The backdrop of the film is rural Japan, a world away from the clutter and intensity of Tokyo. High rises are replaced by greenery. The breakneck pace of Tokyo diminishes to the laidback atmosphere of the countryside. The girls are isolated and sheltered, with their only access to music through old cassette tapes and karaoke.
All four girls have their own charm and respective subplots, but the real star of the film is Song, the Korean foreign exchange student who is scouted on a whim by the other girls to be the lead singer. Song is played by Korean actress Bae Du-na, who has recently appeared in the Japanese film, Air Doll (2009). Her wide-eyed empty glare matched with her awkward Japanese is at once humorous and empathetic, painting a picture of a young girl an ocean away from home, but finally beginning to settle in and make friends.

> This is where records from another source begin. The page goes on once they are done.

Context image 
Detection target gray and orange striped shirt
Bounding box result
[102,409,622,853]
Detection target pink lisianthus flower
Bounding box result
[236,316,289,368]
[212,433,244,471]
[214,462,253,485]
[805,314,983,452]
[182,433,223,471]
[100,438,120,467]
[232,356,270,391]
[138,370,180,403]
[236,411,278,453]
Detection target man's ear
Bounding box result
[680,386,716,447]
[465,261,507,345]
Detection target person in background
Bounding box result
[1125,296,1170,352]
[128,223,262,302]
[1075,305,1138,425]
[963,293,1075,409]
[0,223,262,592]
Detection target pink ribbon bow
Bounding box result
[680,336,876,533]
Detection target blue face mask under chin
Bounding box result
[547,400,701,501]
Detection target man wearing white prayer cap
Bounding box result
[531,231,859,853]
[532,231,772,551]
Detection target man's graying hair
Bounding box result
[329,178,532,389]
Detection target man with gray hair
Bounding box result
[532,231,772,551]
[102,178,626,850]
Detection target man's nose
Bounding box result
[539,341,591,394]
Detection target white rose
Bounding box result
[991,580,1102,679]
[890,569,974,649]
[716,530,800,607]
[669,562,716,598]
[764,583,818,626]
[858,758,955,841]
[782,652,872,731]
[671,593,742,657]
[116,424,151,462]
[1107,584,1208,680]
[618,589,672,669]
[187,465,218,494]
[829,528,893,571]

Musically, the film is an homage to the power of music and the legendary bands of yesteryear. The film takes its title from the song that the girls learn to play, “Linda Linda Linda” by legendary Japanese punk band, the Blue Hearts. The girls first rendition of the song is awful, but by the time of their performance, they are able to make their Japanese pupils go wild. Also mixed in to the film are musical interludes featuring songs like “Vagabond” by Happy End [one of the great Japanese folk songs] and a musical score by James Iha, guitarist from the Smashing Pumpkins.
Linda Linda Linda is honest, subtle, and compelling. It stands true as one of my favorite Japanese films.